Karena prospeknya cerah dan banyak peminatnya, beberapa sekolah penerbangan pun bermunculan dengan uang kuliah bervariasi. Uang kuliah di sekolah terkenal terkesan sangat mahal. Orang pun mencari alternatif yang lebih murah. Wajar. Untuk, muncullah sekolah penerbangan berbiaya lebih terjangkau, salah satunya di negeri tetangga. Banyak anak Indonesia belajar ke sana. Dari, buat apa bayar mahal kalau di tempat yang lebih murah lulusannya tetap bisa jadi pilot?

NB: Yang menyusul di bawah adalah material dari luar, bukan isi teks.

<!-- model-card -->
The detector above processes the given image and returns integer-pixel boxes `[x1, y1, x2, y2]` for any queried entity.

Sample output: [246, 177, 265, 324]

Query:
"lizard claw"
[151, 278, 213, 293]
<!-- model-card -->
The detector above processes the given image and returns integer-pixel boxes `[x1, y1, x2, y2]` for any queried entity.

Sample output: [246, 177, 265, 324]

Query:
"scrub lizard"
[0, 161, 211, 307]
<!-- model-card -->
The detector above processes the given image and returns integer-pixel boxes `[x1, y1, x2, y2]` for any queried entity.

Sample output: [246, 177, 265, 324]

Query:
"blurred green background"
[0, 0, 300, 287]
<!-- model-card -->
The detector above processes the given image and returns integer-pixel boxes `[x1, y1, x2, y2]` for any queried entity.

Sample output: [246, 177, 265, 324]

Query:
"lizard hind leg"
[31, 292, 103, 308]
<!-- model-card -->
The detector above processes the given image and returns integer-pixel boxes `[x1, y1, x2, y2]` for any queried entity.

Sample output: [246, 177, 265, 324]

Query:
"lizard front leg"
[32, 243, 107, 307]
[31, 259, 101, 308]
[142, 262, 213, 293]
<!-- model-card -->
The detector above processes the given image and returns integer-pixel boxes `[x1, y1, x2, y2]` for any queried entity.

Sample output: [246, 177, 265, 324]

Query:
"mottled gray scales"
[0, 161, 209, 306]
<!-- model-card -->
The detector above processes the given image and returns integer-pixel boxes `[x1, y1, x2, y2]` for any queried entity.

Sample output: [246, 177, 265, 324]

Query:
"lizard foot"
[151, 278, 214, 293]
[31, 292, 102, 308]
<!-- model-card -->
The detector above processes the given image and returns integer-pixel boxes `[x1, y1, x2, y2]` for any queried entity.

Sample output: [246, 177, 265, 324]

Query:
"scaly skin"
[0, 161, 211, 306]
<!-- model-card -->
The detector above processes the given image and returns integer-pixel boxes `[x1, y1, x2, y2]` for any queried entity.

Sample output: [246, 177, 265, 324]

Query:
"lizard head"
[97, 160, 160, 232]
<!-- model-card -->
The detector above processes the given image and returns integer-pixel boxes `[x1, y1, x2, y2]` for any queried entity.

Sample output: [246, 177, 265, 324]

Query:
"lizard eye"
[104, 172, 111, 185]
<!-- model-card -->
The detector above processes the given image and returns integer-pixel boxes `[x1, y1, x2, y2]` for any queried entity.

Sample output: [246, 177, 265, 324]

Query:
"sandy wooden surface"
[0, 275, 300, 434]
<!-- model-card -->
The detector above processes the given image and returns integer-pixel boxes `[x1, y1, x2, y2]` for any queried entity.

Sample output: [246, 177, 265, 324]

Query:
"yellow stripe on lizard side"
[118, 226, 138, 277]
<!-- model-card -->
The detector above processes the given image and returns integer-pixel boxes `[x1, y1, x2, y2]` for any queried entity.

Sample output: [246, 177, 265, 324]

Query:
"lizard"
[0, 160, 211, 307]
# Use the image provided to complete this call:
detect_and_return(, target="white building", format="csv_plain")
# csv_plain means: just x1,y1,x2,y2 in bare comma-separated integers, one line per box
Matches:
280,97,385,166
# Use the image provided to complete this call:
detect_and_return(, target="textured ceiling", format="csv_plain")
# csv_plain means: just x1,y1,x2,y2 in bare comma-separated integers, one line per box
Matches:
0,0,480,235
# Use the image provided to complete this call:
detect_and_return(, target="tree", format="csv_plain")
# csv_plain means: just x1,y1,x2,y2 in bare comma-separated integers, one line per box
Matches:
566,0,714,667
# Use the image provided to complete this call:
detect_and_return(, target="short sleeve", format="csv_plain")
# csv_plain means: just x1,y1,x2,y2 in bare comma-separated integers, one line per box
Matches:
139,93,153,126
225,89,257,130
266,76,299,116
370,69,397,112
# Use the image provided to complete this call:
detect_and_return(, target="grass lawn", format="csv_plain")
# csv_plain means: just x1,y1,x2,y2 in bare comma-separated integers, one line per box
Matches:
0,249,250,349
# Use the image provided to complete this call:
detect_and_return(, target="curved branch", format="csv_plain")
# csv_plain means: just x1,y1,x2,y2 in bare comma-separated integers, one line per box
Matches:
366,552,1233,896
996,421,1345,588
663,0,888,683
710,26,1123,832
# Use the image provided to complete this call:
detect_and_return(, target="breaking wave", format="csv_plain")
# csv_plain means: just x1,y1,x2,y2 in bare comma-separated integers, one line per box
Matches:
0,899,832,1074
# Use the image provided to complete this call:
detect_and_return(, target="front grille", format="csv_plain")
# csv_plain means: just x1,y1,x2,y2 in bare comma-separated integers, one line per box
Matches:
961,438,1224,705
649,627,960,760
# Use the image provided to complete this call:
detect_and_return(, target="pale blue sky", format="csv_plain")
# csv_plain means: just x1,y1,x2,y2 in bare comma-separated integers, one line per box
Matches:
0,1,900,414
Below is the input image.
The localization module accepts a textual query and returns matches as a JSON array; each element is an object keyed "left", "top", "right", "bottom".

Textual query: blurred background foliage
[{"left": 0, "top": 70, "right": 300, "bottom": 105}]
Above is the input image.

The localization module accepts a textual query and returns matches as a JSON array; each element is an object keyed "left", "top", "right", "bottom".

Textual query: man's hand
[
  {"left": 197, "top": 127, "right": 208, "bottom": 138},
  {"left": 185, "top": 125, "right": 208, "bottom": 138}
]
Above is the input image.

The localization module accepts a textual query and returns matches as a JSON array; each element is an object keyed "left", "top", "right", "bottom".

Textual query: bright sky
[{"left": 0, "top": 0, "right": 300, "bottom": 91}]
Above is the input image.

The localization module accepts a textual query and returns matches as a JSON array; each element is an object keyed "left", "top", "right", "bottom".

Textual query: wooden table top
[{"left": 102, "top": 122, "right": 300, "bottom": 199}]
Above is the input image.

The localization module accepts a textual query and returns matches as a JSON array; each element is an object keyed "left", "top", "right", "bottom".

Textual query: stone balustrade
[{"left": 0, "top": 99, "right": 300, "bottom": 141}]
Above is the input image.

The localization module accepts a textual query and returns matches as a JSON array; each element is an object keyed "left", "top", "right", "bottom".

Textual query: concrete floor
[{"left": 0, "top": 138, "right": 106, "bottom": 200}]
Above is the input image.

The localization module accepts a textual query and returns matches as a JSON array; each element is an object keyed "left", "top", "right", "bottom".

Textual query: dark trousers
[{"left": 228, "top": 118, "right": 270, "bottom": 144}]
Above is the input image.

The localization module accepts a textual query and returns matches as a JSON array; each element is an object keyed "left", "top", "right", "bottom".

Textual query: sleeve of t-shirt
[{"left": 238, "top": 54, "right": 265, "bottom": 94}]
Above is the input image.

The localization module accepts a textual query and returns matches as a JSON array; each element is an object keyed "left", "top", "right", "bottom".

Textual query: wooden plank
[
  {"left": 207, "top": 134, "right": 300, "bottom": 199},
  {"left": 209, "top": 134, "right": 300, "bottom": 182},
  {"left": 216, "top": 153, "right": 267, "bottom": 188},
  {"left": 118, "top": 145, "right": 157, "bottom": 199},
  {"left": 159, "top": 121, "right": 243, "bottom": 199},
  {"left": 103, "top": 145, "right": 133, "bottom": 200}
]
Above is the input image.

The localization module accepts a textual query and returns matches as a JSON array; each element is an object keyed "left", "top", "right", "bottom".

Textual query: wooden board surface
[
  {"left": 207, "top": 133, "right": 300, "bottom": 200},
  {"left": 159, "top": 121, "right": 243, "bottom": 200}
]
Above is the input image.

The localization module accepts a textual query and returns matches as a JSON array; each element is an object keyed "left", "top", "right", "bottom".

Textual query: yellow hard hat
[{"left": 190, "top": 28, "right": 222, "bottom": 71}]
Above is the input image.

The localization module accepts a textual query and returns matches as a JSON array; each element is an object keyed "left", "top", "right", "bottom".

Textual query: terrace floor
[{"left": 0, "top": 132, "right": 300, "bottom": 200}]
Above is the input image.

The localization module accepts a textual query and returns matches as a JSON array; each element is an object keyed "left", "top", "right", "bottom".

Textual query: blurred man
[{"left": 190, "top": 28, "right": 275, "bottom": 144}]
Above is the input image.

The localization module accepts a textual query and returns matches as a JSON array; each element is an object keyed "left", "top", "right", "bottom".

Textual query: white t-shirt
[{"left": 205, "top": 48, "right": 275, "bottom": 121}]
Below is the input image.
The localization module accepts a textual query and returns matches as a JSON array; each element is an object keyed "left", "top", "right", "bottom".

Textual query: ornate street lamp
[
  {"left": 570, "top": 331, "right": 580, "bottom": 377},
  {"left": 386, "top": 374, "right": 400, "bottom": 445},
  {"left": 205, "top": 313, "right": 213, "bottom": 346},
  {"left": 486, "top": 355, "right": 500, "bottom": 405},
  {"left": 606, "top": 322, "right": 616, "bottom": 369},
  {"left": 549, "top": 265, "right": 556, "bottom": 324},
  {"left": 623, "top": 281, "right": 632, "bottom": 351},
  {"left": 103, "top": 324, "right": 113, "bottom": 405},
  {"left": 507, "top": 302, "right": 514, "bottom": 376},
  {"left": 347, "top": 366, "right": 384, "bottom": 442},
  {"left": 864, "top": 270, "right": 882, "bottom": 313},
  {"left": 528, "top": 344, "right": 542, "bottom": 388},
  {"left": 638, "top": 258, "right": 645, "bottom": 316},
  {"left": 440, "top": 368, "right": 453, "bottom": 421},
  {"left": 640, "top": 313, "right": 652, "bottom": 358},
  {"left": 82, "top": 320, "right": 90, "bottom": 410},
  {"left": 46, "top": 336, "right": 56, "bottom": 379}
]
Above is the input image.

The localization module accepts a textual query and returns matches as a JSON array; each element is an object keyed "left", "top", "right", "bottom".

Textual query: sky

Tapi kemudian muncul masalah. Dalam praktiknya, banyak lulusan sekolah penerbangan bertarif murah ditolak bekerja di perusahaan penerbangan tertentu. Mengapa? Ternyata, sekolahnya “nakal”. Untuk menerbangkan pesawat komersial, lulusan sekolah pilot harus mengantongi minimal 156 jam terbang. Karena latihan terbang dengan pesawat (bukan dengan simulator) biayanya jutaan rupiah sekali terbang, manipulasi jam terbang jadi marak. SIswa yang belum mencapai jumlah jam terbang minimal tetap diluluskan.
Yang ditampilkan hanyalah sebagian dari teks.